Nella sua carriera di critico, Raspelli ha collezionato decine di querele («Tutte vinte», precisa), telefonate anonime, minacce e la corona da morto sotto casa. Inventando la critica ai ristoranti, ha dato una svolta di 360 gradi al cammino percorso dai grandi giornalisti enogastronomi del Novecento: Hans Barth (Osteria, guida spirituale delle osterie d’Italia da Verona a Capri, uscito con la prefazione di Gabriele D’Annunzio), Paolo Monelli (Il ghiottone errante; Op, il vero bevitore), Mario Soldati (Vino al vino), Giuseppe Maffioli, Luigi Veronelli (Guida all’Italia piacevole), Gianni Brera e altri che hanno raccontato l’Italia enogastronomica senza dare voti né faccine sorridenti o disgustate.

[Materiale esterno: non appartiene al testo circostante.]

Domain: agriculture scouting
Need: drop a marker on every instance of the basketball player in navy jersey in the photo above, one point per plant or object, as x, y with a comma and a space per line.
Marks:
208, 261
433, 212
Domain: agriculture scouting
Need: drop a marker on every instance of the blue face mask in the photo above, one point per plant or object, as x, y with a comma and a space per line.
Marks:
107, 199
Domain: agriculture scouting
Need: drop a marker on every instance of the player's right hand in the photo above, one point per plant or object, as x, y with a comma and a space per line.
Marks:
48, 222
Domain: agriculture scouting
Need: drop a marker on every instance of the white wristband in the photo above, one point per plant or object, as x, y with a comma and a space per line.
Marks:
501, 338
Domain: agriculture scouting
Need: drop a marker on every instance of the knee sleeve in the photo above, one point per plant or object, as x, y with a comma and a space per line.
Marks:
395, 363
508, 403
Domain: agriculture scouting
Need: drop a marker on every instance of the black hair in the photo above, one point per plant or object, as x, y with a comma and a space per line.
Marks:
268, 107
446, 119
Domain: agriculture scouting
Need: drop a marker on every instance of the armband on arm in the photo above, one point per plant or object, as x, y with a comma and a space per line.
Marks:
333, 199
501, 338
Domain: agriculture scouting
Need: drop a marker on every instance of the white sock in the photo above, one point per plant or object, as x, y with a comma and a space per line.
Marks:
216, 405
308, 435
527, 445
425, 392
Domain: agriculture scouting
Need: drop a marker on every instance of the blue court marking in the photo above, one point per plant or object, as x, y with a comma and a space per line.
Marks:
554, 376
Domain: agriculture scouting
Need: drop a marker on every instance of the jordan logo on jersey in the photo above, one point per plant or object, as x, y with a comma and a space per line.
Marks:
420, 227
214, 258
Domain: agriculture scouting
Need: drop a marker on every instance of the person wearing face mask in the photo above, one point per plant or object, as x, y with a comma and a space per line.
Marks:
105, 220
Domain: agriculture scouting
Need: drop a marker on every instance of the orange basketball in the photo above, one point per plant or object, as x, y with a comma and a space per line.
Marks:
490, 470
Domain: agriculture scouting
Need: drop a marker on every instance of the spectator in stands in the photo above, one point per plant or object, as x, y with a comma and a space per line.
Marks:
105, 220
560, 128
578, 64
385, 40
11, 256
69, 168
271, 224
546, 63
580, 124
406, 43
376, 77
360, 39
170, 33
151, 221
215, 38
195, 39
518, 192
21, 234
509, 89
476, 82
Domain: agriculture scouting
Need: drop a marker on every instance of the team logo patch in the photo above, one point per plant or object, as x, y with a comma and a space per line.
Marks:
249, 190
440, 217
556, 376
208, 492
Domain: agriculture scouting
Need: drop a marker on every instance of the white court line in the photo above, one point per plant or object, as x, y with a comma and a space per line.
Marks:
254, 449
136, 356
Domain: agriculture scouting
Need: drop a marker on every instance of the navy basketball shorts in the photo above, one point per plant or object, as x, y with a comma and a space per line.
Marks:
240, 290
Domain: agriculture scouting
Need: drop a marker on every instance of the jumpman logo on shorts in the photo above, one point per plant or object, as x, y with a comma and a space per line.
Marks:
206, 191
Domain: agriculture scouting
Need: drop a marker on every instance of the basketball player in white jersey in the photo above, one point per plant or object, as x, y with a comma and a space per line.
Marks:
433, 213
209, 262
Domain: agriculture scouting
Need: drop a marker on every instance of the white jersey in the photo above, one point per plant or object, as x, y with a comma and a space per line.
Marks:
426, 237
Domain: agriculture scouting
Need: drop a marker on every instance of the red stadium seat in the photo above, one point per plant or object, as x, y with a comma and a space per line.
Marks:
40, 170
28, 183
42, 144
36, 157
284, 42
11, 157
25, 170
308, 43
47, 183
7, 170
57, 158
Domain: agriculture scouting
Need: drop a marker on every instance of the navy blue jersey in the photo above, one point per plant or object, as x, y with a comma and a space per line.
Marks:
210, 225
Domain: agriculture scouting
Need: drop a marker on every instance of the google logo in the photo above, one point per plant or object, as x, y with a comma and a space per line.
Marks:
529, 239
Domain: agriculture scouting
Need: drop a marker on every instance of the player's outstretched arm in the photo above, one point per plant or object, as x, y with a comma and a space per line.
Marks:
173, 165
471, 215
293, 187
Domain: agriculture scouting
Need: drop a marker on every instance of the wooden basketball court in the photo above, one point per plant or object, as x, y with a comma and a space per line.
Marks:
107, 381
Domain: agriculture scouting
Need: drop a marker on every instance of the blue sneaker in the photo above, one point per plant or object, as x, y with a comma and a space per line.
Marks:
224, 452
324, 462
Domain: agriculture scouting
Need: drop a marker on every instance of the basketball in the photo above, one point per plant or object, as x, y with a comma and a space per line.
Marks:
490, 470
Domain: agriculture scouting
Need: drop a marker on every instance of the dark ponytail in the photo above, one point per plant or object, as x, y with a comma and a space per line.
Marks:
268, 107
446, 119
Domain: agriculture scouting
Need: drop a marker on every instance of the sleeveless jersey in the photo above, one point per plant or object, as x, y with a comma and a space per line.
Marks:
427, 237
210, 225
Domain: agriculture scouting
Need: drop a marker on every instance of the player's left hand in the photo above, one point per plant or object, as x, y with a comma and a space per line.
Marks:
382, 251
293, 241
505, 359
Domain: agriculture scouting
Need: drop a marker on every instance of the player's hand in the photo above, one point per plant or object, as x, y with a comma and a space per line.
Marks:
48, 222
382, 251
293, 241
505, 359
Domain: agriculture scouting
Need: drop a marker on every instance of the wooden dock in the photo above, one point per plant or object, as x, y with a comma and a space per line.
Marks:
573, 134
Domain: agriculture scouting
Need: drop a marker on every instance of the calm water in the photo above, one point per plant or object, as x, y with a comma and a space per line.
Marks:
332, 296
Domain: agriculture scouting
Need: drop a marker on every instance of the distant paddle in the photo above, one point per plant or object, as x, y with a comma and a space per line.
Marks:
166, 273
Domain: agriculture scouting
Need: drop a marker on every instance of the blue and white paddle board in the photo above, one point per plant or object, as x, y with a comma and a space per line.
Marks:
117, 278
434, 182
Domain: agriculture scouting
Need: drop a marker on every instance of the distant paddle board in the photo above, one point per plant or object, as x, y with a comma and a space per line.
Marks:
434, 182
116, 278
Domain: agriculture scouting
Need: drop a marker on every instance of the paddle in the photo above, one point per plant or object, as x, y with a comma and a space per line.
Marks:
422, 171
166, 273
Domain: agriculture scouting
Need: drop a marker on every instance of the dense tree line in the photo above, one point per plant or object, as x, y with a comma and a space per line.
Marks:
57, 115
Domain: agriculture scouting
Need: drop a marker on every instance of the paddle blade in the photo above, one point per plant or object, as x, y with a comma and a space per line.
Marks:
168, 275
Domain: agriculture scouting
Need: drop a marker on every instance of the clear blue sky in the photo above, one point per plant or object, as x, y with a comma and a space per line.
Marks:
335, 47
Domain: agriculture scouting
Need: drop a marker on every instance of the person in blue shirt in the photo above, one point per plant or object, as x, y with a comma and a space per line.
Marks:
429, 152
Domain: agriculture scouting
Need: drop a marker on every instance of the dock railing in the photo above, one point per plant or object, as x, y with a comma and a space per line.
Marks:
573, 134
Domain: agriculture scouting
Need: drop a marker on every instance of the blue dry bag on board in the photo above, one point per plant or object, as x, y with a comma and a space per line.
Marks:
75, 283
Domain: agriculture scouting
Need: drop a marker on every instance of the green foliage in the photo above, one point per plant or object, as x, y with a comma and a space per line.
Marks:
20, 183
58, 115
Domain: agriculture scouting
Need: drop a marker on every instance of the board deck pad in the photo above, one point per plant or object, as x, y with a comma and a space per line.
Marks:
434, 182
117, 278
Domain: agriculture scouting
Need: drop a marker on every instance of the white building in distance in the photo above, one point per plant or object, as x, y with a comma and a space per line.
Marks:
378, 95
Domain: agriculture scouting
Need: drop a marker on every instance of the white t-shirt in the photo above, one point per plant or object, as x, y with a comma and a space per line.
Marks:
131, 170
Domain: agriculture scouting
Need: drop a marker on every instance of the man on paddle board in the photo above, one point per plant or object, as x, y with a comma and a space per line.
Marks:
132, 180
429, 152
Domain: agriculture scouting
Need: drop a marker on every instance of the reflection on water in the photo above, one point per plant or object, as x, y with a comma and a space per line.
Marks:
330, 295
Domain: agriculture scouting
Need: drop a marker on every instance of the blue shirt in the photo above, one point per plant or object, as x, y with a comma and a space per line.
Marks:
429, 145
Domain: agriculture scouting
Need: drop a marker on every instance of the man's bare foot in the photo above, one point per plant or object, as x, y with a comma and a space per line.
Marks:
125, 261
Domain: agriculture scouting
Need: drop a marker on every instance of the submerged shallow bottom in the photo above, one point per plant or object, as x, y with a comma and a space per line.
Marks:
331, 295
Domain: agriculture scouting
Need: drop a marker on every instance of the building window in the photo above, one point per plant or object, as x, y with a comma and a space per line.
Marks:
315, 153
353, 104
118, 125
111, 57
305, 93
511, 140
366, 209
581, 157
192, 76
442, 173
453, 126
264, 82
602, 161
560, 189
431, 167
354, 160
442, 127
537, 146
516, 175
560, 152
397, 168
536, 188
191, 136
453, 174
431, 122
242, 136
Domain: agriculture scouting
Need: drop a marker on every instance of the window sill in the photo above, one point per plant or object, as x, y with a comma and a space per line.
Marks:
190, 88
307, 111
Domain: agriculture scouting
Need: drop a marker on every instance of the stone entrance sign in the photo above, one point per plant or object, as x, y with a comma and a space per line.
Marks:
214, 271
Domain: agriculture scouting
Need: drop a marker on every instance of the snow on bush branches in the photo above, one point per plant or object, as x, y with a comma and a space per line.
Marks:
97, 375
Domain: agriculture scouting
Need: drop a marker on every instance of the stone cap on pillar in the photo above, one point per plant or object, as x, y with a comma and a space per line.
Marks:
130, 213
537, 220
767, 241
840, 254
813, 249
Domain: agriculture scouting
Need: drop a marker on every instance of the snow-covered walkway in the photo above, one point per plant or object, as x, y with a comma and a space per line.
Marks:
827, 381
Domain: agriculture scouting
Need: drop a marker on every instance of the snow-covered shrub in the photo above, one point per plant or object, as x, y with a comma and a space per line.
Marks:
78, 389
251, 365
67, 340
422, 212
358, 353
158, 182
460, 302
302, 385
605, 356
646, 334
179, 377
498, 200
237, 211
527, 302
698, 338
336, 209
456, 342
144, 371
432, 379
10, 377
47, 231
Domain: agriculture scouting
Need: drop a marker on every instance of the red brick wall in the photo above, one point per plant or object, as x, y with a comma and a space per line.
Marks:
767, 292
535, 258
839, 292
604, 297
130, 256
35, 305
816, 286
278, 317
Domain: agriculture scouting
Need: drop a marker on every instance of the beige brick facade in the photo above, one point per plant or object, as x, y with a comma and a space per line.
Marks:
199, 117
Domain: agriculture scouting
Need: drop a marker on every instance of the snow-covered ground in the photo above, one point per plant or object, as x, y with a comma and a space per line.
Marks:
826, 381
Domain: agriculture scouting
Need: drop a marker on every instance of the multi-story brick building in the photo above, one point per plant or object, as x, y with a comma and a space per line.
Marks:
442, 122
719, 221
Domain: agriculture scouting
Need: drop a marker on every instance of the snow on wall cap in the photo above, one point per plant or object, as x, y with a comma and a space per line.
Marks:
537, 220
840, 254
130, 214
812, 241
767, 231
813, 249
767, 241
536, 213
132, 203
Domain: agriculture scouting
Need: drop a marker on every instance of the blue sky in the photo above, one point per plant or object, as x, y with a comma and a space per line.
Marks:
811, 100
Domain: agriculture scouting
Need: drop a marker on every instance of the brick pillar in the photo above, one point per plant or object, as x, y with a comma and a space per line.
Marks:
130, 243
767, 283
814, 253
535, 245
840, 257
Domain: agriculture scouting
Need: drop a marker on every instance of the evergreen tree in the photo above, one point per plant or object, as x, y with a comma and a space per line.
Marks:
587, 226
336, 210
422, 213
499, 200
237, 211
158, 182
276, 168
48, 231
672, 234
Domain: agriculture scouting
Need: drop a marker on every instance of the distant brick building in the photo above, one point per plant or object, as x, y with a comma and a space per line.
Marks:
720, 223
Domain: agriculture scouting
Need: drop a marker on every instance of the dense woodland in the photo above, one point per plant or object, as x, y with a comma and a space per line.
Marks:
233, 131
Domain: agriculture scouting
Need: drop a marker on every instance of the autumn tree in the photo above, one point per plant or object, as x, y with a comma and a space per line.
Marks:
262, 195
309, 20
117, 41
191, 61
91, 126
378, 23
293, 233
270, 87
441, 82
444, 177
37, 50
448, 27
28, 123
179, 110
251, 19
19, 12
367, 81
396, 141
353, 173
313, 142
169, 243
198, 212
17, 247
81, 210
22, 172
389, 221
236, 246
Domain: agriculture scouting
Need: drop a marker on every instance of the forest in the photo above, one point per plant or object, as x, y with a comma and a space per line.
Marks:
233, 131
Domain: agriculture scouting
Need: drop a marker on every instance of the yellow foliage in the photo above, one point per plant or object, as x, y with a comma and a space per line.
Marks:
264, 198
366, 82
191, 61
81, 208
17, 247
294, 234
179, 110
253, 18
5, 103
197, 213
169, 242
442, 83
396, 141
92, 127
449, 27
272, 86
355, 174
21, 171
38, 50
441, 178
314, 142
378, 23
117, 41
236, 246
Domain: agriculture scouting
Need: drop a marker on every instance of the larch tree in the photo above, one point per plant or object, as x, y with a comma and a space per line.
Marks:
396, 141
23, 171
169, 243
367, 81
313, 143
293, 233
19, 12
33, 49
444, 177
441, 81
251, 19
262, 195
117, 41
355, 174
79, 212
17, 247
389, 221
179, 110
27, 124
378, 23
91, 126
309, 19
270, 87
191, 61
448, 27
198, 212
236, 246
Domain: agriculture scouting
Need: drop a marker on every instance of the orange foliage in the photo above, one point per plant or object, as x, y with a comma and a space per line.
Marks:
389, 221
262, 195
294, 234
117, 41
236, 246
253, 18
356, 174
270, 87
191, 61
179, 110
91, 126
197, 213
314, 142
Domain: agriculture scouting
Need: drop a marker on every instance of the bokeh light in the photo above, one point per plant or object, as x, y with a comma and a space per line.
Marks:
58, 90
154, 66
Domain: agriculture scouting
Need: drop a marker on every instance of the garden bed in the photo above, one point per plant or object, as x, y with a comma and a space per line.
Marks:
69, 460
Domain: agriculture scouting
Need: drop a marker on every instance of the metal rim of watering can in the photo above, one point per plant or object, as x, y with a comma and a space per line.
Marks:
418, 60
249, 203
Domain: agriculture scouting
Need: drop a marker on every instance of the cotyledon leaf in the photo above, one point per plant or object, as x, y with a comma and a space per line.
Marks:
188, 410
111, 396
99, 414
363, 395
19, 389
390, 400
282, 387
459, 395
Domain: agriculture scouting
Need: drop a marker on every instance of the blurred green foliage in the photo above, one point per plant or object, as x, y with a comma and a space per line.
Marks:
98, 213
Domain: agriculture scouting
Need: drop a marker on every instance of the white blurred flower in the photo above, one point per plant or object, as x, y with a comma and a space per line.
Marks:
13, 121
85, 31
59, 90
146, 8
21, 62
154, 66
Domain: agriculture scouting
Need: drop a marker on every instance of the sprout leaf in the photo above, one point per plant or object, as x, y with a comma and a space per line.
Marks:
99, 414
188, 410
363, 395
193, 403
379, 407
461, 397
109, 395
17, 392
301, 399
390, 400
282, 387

Man mano, poi, Edoardo Raspelli oltre che nel peso si è allargato nel lavoro e nella notorietà inventando («Primo al mondo», assicura) una rubrica di critica agli hotel, anche qui promuovendo o bocciando hotel da parecchie centinaia di euro per notte, scrivendo di ristoranti sul Gambero rosso, come curatore della Guida ai ristoranti dell’Espresso, conduttore televisivo su Rete 4 di Mela verde, attore in Asfalto rosso di Ettore Pasculli, lungometraggio contro le stragi del sabato sera, interpretando la parte di un enologo cantante. È stato perfino un tennista promettente, dice sempre lui, ha giocato anche contro Adriano Panatta. Ha fatto perfino il cameriere sulla riviera romagnola per raccontare l’esperienza su un settimanale.
Rimane in archivio la stroncatura più clamorosa, fatta al ristorante El Bulli di Ferran Adrià a Roses, sulla Costa Brava in Spagna. Adrià ritenuto uno dei più grandi cuochi al mondo, tre stelle Michelin, fu bocciato da Raspelli in una recensione che aveva questo titolo: «Ferran Adrià: 22 piatti di delusione». Quella volta fu lui a consegnare una corona funebre. Quando si dice la coincidenza: dopo qualche tempo, l’osannato locale chiuse i battenti.